Page 5 of Commanded


Font Size:

I knocked, then pushed the door open.

The clinical smell was stronger here, undercut by Ophelia’s light fragrance that I’d caught during surveillance ops when we’d been confined in tight spaces together.

She stood by the window, sunlight catching her wavy hair. She turned when I entered, and her brows flared.

“Sir.”

The word slipped out by habit, ingrained from the Labyrinth investigation. After my silence yesterday, she had no reason to expect me.

I scanned the room—the monitors showing Oliver’s steady vitals, the IV stand with its saline drip, the gauze on the bedside table. I’d seen it all before on my previous visits.

Oliver was propped up with pillows, a white bandage wrapped around his head where they’d struck him. His color was better than on my last visit, but he was still pale. Exhaustion was evident in every line of his body when he sat up.

“Sir.” He winced in pain. “I didn’t expect?—”

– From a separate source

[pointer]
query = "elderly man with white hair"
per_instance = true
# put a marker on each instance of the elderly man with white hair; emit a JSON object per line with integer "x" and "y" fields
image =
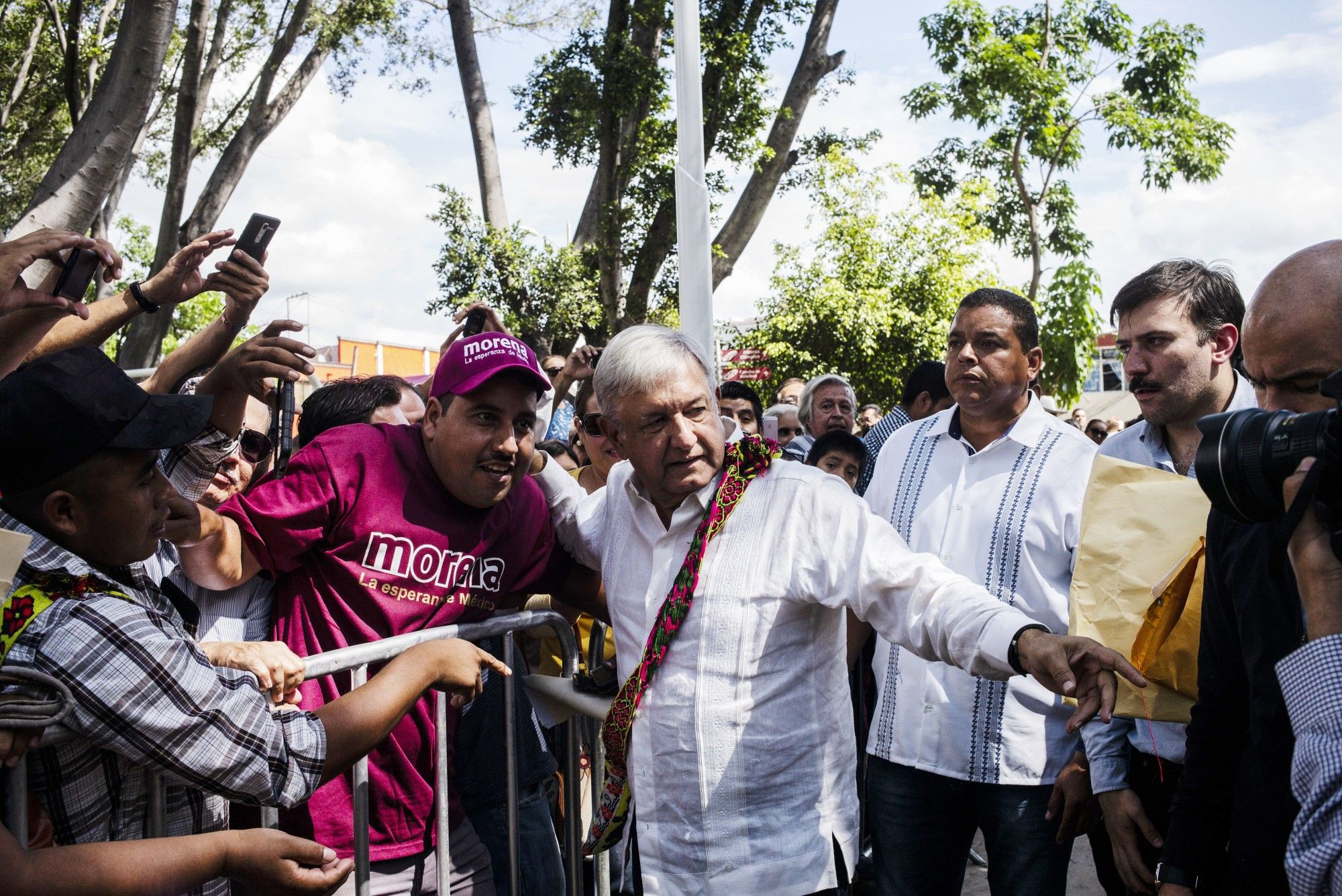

“Don’t move.” I crossed to him in three strides and reached out before I could stop myself, checking the bandage at his temple. The gauze was clean, without fresh bleeding, but the wound’s edge was visible beneath it. “How are you feeling?”

“My head aches, and the light hurts. But I can handle it.”

“What did the doctor say?” I asked Ophelia.

“He’ll be in shortly to go over his discharge.”

“Thank you for being here,” Oliver said. “Both of you.”

A knock interrupted whatever I might have said in response, and a doctor entered with a tablet tucked under his arm. He pulled a penlight from his pocket and shone it in Oliver’s eyes, making notes between checks.

“Your color is better than yesterday.” He clicked the penlight off. “Is someone able to assist you when you leave?”

Neither of us spoke, then Ophelia stirred beside me. “Perhaps Tag or Con could?—”

“No.” The word came out harsher than I intended. I forced my shoulders to relax and my jaw to unclench.

“Someone needs to commit to his care. Otherwise, he stays here, under hospital observation,” the doctor said as he checked his mobile.

“I have a place north of Inverness. Greymarch.” The words left my mouth before I’d made the conscious choice to say them. “It’s isolated and quiet. Ideal for continued recovery.”

Oliver’s brow furrowed. “Sir, I couldn’t impose?—”

“It’s not an imposition.” I turned to Ophelia, and what I said next sealed my own fate. “You know his baseline. You’ll monitor him.”

She blinked, processing. “If you’re certain…”

“I’m certain.”

I turned to the doctor. “I’ll take full responsibility for his discharge.”

“Very well,” he said, making another note on his tablet. “If you’re both committed to his care, I’ll process the paperwork.” He walked toward the door. “If he complains of worsening headaches or vision problems, bring him in.”

“Understood.”

While we waited for the discharge paperwork to be completed, I stayed with Oliver while Ophelia left to gettheir bags from the hospital’s guesthouse that had been her base for the last two weeks.

Oliver sat on the edge of the bed, pale and exhausted. Neither of us spoke.

When Ophelia returned, he took his bag into the bathroom to change. Through the doorway, I could see her unpacking his things and laying out clothes. They worked together easily, naturally.

He emerged in jeans and a shirt that hung loose on his frame, moving slowly, one hand on the wall.